Antes de salir, llamo por teléfono al hospital y pido que me pasen con el despacho de la ergoterapeuta.

—Buenas tardes, Nathalie, soy el doctor Lacasse. Querría que le dejara el álbum de artículos a la doctora Marcoux. Ella me ayuda en el caso. Seguramente pasará a pedírselo.

—¿El álbum de artículos?

—Sí, ya sabe, el cuaderno en el que el señor Roy ha pegado unos cincuenta artículos de periódicos.

Se produce un corto silencio.

—¿Nathalie?

—Sí, sí, ya me acuerdo. Quiere que se lo preste a la doctora Marcoux, ¿es eso?

Su voz es vacilante.

—¿Hay algún problema?

—Es que… no lo tengo aquí. Me lo he dejado en casa… Quería examinarlo con tranquilidad anoche, y… se me ha olvidado.

Parece verdaderamente incómoda. Incluso, añade con una voz apenada:

—Lo siento, doctor…

—Vamos, no es tan grave, Nathalie. Sólo tiene que traérmelo el martes próximo. Se lo daré a la doctora Marcoux yo mismo…

—Perfecto, doctor —responde aliviada, con una voz más tranquila—. Sin falta.

Me despido y cuelgo. ¿Por qué parecía Nathalie tan angustiada?

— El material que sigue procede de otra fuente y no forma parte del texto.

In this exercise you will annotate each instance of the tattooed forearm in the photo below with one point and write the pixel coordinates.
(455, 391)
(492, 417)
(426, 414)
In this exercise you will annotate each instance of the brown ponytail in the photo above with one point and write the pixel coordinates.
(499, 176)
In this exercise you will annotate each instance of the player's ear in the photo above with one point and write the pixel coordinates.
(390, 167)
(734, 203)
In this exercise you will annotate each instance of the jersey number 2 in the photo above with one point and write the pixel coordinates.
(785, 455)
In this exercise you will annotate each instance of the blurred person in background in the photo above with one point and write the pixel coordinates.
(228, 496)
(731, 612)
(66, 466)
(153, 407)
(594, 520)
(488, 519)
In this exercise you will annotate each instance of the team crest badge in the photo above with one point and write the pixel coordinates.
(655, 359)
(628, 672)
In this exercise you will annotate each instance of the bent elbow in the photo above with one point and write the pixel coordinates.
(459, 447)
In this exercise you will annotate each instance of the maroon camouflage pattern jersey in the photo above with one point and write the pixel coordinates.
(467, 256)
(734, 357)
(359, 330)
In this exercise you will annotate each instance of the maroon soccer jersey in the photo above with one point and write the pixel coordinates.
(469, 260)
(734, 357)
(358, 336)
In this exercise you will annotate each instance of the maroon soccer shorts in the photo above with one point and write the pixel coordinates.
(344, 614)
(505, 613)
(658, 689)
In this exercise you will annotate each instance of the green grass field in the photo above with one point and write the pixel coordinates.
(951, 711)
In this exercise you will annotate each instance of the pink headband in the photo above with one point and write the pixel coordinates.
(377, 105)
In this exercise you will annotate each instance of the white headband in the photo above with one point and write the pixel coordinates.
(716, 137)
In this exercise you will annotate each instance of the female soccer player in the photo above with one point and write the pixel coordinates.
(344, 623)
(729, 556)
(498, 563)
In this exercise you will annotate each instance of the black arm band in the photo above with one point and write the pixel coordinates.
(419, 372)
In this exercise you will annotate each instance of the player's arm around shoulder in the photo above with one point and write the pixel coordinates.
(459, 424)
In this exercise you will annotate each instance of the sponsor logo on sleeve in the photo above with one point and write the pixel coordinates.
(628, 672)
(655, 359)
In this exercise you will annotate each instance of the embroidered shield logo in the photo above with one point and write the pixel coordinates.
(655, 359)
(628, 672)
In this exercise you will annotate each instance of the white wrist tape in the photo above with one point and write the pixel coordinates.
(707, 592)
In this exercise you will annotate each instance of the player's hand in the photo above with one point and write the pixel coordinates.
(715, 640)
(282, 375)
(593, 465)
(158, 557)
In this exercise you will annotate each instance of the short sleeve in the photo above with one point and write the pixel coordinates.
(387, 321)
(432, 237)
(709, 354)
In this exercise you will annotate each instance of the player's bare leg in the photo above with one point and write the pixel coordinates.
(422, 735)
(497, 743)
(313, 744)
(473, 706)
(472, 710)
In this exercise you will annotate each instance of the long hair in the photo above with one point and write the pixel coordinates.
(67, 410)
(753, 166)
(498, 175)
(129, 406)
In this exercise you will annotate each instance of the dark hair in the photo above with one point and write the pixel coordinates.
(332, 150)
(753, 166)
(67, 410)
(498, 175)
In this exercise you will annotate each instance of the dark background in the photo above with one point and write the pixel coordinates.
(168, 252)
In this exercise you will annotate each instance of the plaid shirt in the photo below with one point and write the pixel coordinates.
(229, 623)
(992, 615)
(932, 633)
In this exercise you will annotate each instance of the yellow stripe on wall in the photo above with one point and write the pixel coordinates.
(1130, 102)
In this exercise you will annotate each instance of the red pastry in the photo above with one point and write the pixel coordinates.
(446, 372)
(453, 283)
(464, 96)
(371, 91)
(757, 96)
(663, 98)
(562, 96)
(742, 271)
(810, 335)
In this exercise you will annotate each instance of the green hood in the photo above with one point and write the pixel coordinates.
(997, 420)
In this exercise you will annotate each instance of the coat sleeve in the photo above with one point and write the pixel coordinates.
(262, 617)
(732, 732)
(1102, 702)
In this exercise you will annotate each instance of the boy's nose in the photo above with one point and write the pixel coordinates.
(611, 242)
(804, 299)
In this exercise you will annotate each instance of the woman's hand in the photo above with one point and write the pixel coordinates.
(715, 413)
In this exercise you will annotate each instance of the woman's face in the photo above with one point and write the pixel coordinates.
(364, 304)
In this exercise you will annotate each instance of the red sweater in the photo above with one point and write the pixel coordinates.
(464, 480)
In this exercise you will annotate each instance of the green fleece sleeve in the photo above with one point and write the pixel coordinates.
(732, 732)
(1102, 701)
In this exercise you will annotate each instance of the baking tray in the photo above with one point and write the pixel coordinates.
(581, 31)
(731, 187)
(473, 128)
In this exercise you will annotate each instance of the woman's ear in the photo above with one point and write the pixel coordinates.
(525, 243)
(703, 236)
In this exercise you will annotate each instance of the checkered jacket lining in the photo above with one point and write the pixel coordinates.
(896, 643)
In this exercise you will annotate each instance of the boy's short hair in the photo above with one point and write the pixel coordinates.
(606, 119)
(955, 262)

Hélène, en la calle, toca el claxon impaciente. Por fin, salgo de la casa.

Durante tres días, me esfuerzo por vaciar mi mente de toda preocupación relacionada con el trabajo. Leo mucho. Doy largos paseos con Hélène. Montamos un poco en bicicleta. Estas actividades me relajan bastante y me hacen un bien enorme.

La intimidad con mi mujer, sin embargo, resulta más problemática. Intentamos hacer el amor tres veces. Sin éxito. Es por mí, lo que resulta violento. No he conseguido tener relaciones sexuales completas con Hélène desde hace al menos cuatro meses. Ella nunca lo ha mencionado, pero el domingo por la noche, después de un nuevo intento fallido, se atreve a romper su silencio. Mi mujer me confiesa por fin su inquietud, acostada en la cama de nuestra habitación del hotel.

—En casa, pensaba que se debía al estrés, pero aquí… ¿Qué es lo que no funciona, Paul?

Estoy sentado en el borde del colchón y, con los brazos apoyados en las rodillas, me estudio los pies. Me parece que el izquierdo es más largo que el derecho.